The equivalence relation $\sim f$ is defined s.t. $q_1 \sim q_2$ iff $f(q_1) = f(q_2)$. I am having problems to start.
First I have problem on understanding $\Bbb C^2 \setminus \{0\}/\Bbb C^*$. I know this is called $\Bbb {CP}^1$ but unfortunately I am familiar with neither expression. Seems this is a $\Bbb R^2$ plane, but how to get this plane? If there is visualization it is better.
Second I know image of $f$ is a 2-sphere, but what does equivalence class $[a]$ look like? What is the shape? I tried to solve $f(a)=p$ for some $p$ on the image but did not succeed.
I guess that they are homeomorphic because if $g: \Bbb C^2 \setminus \{0\} \rightarrow \Bbb C^2 \setminus \{0\}/\Bbb C^*$ is a quotient map then equivalence classes of $\sim g$ and $\sim f$ are same. Is the guessing correct?

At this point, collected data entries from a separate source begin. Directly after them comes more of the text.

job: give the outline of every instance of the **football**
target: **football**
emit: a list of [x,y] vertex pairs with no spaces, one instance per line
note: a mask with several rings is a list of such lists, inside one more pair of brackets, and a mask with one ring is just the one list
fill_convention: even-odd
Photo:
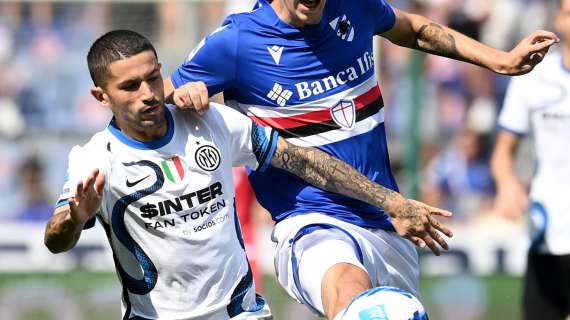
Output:
[[428,315],[411,293],[394,287],[377,287],[354,298],[336,319],[428,320]]

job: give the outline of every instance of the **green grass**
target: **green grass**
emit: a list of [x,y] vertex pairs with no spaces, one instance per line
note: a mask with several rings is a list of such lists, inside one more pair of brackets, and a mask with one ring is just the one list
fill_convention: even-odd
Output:
[[[275,319],[317,319],[289,298],[274,279],[273,275],[264,277],[263,291]],[[517,277],[424,277],[421,287],[431,319],[520,319],[522,283]],[[54,314],[70,308],[76,308],[85,320],[117,319],[119,303],[120,286],[115,274],[0,275],[0,316],[17,308],[21,314],[13,320],[63,319]]]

For the projective line $\mathbb P^1(\mathbb C)$, it is just as the projective line over any field: the union of $\mathbb C$ and a point at infinity (think of $\mathbb P^1$ as the set of all directions of lines in the plane - the direction is then given by the slope, except for the vertical line, which has infinite slope). The topology is the obvious one (a basis of neighbourhoods of $\infty$ are the complements of bounded sets). So topologically, $\mathbb P^1(\mathbb C)$ is just a real, 2-dimensional sphere. Turning this paragraph into an actual proof should not be too hard.
For the right-hand side, I think your notations are a bit messed here. You really should use directly the Hamilton quaternion algebra $\mathbb H$ instead of $\mathbb C^2$ - these are isomorphic as $\mathbb R$-vector spaces and even as $\mathbb C$-vector spaces, but certainly not as algebras ($\mathbb H$ is a noncommutative division algebra, while $\mathbb C^2$ is a commutative algebra with zero divisors). Since you already know that $f(\mathbb H)$ is a real 2-sphere, and $\mathbb P^1(\mathbb C)$ also is, your problem is solved.